Russian yogurt brand (2004–2008)

Skeletons was a trademark of Russian yogurt (and later a whole range of dairy products) produced by the company Danone, sold in Russia in 2004–2008. Despite extensive advertising, large funding, originality and popularity among the population, Skeletons became one of the biggest commercial failures in the history of Russian marketing.

== Brand ==
Yogurt from the company Danone was aimed at children aged 9 to 14, who were beyond the target age of consumers of yogurt Rastishka. "Skeletons" were yogurts with candy under the lid that could be mixed together or eaten separately. The idea was borrowed from the Prince and Pokemon yogurts (which had been discontinued even earlier). The main characters of the Skeletons advertising campaign were a group of four teenage skeletons - DJ, Zhorik, Styuli, Basta and their pet turtle Raketa. In the commercials, they found themselves in situations that in real life happen to ordinary teenagers. Unlike the Rastishka yogurt, Skeletons appealed directly to children. The skeletonized teenagers emphasized the purpose of the yogurt (to strengthen the bones of those who eat it), and the product's slogan is: "Take care of your skeleton, children!".
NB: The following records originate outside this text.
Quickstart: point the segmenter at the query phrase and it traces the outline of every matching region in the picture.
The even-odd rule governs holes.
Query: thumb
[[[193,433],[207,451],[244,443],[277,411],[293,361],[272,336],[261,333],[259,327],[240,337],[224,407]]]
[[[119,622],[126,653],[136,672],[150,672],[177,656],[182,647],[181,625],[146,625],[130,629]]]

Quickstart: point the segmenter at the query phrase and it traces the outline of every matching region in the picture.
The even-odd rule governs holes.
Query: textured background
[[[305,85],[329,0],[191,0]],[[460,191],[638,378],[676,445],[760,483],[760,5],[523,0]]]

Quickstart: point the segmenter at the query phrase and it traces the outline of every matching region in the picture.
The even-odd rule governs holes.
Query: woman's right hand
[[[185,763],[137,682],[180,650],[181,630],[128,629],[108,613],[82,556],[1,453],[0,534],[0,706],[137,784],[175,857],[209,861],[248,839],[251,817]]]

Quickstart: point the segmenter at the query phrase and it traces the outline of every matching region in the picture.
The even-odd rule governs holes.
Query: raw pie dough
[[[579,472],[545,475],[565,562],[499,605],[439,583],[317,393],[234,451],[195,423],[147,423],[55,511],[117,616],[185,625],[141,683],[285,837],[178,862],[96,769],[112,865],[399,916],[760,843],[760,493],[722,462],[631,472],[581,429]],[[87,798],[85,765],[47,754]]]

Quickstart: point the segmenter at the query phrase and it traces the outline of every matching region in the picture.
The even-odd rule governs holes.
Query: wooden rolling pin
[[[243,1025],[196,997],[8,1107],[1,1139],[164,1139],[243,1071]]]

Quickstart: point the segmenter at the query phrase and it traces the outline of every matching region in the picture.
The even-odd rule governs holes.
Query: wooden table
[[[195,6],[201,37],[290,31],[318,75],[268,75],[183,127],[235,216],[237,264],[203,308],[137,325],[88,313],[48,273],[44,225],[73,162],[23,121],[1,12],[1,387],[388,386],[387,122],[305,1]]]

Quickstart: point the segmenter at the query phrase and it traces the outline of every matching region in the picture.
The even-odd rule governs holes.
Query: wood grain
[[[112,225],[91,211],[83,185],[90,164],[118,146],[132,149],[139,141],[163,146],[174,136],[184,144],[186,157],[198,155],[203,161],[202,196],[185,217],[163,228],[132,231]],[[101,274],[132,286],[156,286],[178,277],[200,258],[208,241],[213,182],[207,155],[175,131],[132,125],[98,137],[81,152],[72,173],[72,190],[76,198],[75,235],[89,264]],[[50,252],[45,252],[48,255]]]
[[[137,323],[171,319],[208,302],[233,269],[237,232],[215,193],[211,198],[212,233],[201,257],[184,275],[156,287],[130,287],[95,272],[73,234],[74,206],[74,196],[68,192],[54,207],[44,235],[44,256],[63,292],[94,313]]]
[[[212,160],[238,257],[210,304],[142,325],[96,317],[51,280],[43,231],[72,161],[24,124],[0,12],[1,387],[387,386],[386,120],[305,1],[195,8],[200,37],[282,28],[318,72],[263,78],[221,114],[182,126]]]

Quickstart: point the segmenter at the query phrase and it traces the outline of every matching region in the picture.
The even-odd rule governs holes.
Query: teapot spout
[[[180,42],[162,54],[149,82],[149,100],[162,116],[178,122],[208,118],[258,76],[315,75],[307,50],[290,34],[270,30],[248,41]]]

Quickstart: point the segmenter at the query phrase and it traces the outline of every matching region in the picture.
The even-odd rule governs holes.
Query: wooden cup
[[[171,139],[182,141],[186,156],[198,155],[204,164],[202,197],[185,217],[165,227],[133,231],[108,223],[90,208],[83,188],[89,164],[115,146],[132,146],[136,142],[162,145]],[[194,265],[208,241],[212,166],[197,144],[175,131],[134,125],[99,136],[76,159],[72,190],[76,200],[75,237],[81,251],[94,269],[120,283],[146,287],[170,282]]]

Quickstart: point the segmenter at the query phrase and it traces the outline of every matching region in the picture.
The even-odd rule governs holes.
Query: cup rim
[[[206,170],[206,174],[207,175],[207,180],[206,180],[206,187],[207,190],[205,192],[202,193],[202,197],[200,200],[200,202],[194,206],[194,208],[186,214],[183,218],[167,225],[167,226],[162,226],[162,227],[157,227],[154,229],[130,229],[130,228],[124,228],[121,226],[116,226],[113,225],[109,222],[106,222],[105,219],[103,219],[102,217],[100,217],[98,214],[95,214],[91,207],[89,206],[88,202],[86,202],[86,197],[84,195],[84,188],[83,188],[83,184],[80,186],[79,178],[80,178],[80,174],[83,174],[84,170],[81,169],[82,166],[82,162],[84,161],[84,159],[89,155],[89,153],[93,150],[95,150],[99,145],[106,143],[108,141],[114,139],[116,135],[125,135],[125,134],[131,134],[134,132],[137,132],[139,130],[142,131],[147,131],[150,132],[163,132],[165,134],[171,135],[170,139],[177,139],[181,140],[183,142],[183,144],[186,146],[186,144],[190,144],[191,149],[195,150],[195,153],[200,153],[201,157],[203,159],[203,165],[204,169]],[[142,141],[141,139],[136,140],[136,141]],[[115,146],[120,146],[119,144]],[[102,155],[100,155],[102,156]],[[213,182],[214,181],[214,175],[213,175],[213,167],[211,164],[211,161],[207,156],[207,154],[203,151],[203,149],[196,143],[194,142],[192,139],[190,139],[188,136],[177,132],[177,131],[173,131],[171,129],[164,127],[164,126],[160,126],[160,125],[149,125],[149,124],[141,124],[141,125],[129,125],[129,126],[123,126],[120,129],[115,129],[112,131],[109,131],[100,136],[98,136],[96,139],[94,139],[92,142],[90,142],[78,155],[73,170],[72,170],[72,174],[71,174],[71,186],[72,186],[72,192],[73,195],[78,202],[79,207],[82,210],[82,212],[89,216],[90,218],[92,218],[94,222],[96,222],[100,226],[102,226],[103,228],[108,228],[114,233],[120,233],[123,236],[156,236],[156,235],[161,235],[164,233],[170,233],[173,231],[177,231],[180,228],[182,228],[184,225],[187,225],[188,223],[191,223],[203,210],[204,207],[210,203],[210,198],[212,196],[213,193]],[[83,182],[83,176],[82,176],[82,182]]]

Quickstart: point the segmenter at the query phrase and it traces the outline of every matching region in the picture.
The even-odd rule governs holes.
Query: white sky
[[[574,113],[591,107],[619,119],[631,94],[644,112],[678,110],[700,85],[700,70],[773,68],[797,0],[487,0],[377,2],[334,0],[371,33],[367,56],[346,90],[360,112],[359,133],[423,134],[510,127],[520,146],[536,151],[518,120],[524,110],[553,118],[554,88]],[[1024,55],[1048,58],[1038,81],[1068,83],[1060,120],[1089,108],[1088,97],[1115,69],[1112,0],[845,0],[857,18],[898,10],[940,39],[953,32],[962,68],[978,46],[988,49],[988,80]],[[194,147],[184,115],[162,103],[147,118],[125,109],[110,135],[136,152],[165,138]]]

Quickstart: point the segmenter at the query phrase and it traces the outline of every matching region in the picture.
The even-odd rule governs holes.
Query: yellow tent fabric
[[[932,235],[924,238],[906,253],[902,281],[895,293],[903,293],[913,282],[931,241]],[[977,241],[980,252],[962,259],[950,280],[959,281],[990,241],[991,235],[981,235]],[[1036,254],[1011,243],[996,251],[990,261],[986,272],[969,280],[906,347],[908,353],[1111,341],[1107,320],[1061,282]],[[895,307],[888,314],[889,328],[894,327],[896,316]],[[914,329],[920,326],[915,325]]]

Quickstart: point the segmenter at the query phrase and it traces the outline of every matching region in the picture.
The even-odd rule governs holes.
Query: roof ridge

The yogurt was launched in the fall of 2004 and immediately became quite popular, overtaking the sales of the yogurt Rastishka. Following the yogurt, glazed curds, drinking yogurts, curds with pieces of jelly and other products appeared. The characters of "Skeletons" began to appear on caps and stickers with text messages (e.g. "My phone rang, who's speaking? Skeleton!"). Based on these products, mobile games (DJ: Awesome Skate,"Treasures of Basta and Commotion in the Refrigerator), as well as one computer game (Skeletons. Rocket Theft) were created.

=== Reception ===
However, over time, the reception became mixed. According to the program Vesti, many parents claimed that the skeleton characters frighten their children, and that the packaging resembles bottles of poison. There were several appeals to the court and expert examinations, and the Russian Orthodox Church and NTV joined the protests against the yogurt. As a result, the expert commission on ethics of social advertising and socially significant information in the Northwestern Federal District recognized the campaign as harmful and traumatic to children's psyche.

To solve this problem, Danone had to release several advertisements for its parent, explaining the basic concept and proving the presence of beneficial substances.

Amid the accusations, the brand's popularity fell, but people still bought yogurt. In the fall of 2008, Danone removed Skeletons from Russian sales, as most consumers were attracted by the concept of Skeletons, not the products themselves. Thus, the Skeletons brand became one of the biggest commercial failures in the history of marketing in Russia.

=== Now ===
In the Czech Republic and Slovakia, Danone launched a similar yogurt called Kostíci before Skeletons closed. The concept of the main characters in the yogurt advert was slightly modified to avoid a similar marketing failure.